Davids, who came to Sycamore Ridge after serving as golf course superintendent at Shaker Run Golf club in Lebanon, Ohio, says there are a few ways golfers can make the job of those in his profession a little easier and help their golf course stay in top shape, including areas like his vibrant bent fairways.
  
“Of course filling divots, we keep sand and seed on the carts – granted sand and seed only work when the weather conditions are conducive – I’d rather see divots replaced if it’s cool, but if we’re in the summer time I’d rather see them use sand and seed because we irrigate and the divots won’t survive a day,” he advises. “Fix your ball marks, rake bunkers and other than that, just enjoy themselves.” 

KGA golfers moving on to NCAA regionals
  
Several college golfers with Kansas ties and having experience in Kansas Golf Association championships have qualified for NCAA regional events later this month.
  
The Wichita State men’s golf team qualified for the regional at the Traditions Club in College Station, Texas. The Shockers were placed in the defending NCAA champion Aggies region as the No. 12 seed after collecting their automatic bid by winning the State Farm Missouri Valley Conference tournament on April 27.
  
Senior All-American and MVC Golfer of the Year Dustin Garza of Mission, Texas, will lead the Shockers into their third straight NCAA appearance. Other Shockers contributing to the MVC-winning score at Prairie Dunes Country Club included Anders Engell, Hunter Sparks, Tyler Gann and Rafael Becker.
  
Kansas State University’s team didn’t qualify, but two seniors did as individuals. Fort Scott’s Joe Ida and Waterloo, Ill.’s Mitchell Gregson both will compete in the Alpharetta, Ga. regional at Capital City Club. The Wildcats had qualified for the NCAA tourney as a team in both 2008 and 2009.
  
University of Missouri-Kansas City freshman Korbin Kuehn of Overland Park will compete in the Georgia regional as well after winning the Summit League championship in a playoff to become the automatic qualifier. Kuehn is just the second UMKC golfer to compete in the NCAA event, joining Kangaroo Hall of Famer Robert Russell.
  
University of Kansas junior Nate Barbee will compete in the San Diego regional at Carlton Oaks Golf Club. Barbee of Dakota Dunes, S.D., had eight top-10 finishes this season and won last fall’s Kansas Invitational.
  
All six NCAA regionals will be played May 20-22. The top-five teams in each of the regionals and the low individual not on an advancing team will move on to compete in the NCAA Championship, June 1-6 at The Honors Course in Chattanooga, Tenn. 

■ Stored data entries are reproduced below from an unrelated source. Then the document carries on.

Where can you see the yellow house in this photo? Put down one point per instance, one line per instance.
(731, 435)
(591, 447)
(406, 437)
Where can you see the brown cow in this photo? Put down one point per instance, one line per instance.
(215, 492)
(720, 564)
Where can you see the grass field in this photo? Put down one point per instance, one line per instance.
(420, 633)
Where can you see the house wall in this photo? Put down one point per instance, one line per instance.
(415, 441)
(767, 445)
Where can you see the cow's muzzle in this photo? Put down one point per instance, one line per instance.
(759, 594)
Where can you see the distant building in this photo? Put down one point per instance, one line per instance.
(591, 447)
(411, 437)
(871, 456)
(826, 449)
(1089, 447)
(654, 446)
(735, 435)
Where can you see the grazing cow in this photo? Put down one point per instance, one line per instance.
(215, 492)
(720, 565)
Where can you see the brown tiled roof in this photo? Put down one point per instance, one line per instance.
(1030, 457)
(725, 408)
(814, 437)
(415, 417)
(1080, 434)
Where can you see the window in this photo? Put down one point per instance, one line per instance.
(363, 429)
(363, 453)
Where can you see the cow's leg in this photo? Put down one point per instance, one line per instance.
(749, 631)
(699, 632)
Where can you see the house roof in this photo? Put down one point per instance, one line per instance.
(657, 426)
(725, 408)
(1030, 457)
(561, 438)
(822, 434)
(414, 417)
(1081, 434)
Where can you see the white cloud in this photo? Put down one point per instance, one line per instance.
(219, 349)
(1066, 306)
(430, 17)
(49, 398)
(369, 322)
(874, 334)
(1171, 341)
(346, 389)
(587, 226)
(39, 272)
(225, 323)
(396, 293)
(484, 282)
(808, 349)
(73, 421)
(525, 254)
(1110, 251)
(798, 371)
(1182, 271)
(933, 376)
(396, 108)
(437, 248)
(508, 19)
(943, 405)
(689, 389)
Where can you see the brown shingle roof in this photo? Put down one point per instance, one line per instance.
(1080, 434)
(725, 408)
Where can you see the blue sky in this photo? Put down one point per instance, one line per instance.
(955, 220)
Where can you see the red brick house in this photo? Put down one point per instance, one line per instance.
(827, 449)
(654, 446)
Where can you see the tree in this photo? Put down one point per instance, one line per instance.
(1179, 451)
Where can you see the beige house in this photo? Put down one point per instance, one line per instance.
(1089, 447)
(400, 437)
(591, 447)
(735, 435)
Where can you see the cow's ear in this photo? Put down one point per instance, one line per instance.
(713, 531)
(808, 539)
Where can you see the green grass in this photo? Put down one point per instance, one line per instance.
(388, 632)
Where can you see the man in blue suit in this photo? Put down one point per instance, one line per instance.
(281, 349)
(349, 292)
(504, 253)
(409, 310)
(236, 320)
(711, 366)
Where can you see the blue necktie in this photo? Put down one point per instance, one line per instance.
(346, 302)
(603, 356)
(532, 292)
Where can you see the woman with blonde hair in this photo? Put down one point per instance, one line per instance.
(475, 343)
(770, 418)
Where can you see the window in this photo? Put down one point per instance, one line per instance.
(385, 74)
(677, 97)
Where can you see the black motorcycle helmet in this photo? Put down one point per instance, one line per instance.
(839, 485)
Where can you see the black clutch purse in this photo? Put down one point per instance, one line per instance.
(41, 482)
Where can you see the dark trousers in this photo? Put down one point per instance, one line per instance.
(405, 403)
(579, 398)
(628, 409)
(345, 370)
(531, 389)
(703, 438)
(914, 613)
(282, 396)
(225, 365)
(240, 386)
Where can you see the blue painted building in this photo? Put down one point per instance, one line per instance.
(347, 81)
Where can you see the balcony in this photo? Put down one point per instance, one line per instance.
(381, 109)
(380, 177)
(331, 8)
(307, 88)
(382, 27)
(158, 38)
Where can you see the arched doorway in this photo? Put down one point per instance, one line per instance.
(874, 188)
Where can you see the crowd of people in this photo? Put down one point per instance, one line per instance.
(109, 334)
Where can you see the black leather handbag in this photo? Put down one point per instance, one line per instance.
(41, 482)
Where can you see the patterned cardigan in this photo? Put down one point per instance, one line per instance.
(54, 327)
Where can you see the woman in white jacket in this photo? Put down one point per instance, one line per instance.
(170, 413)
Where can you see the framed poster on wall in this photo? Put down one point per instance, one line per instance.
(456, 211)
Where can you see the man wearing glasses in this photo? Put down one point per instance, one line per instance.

KGA in Salina, Manhattan this month
  
The Kansas Golf Association has two more championships to close out a busy first month of its season. On May 17-18, the Association heads to central Kansas for the 2010 Senior Four-Ball Championship at Salina Country Club. Thirty-six holes of four-ball stroke play are planned in three senior divisions: championship (gross scoring only), net (net scoring only) and super senior (both players must be 65 or older).
  
The championship division will be contested from a longer set of tees than the other two divisions, according to championship officials. Last year, Raytown, Mo.’s Steve Groom and Kansas City’s Andy Smith teamed to grab the Four-Ball title by three shots at Sycamore Ridge Golf Course in Spring Hill.
  
The Association closes out the month with its annual Public Links Championship May 22-23 at Manhattan’s Colbert Hills Golf Club. The home of the Kansas State Wildcats will be the site for two rounds of stroke play in gross and net divisions for public golf course players 25 and younger, 26-49 and 50 and older.
  
Wichita’s Steve Newman held off Kansas City’s Don Kuehn and Sterling High School standout/2010 KGA Junior Player of the Year Michael Gellerman to win the 2009 Public Links at Newton’s Sand Creek Station by four strokes.